Novartis' chief executive says the Swiss major could spend up to $3 billion on acquisitions to boost its consumer health, generics, biotech, veterinary and diagnostics businesses.
Speaking to Bloomberg, Joe Jimenez said there are a dearth of available assets, but "we do expect to make bolt-on acquisitions to these five platforms, and we could do that today”. He added that bolt-on for Novartis means "anything from $1 billion to $3 billion”.
Novartis is still in the process of integrating its last major purchase, the eyecare specialist Alcon, and Mr Jimenez stressed that acquisitions are not essential because the company’s businesses are among the fastest-growing in the industry.

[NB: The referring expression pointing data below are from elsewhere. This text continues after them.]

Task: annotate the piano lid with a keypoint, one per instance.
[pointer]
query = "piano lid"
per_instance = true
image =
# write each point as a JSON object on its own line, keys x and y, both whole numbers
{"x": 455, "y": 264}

However, he went on to say that the company “would take a very hard look” at any consumer health brands to come on the market - GlaxoSmithKline is selling £500 million worth of over-the-counter products, including the controversial weight loss drug Alli (orlistat). Analysts believe that Novartis could also benefit from any possible divestments by Pfizer, notably in animal health and OTCs.
Novartis’s generics unit Sandoz unit would be interested in additional acquisitions in the “sweet spot” of difficult-to-manufacture treatments such as injectable cancer drugs or inhalable respiratory products, Mr Jimenez told the news agency, adding that biotechnology companies and diagnostics businesses could also be attractive.
He declined to comment on rumours of a possible bid for US diagnostics group Gen-Probe, which has a market capitalisation of around $4.0 billion.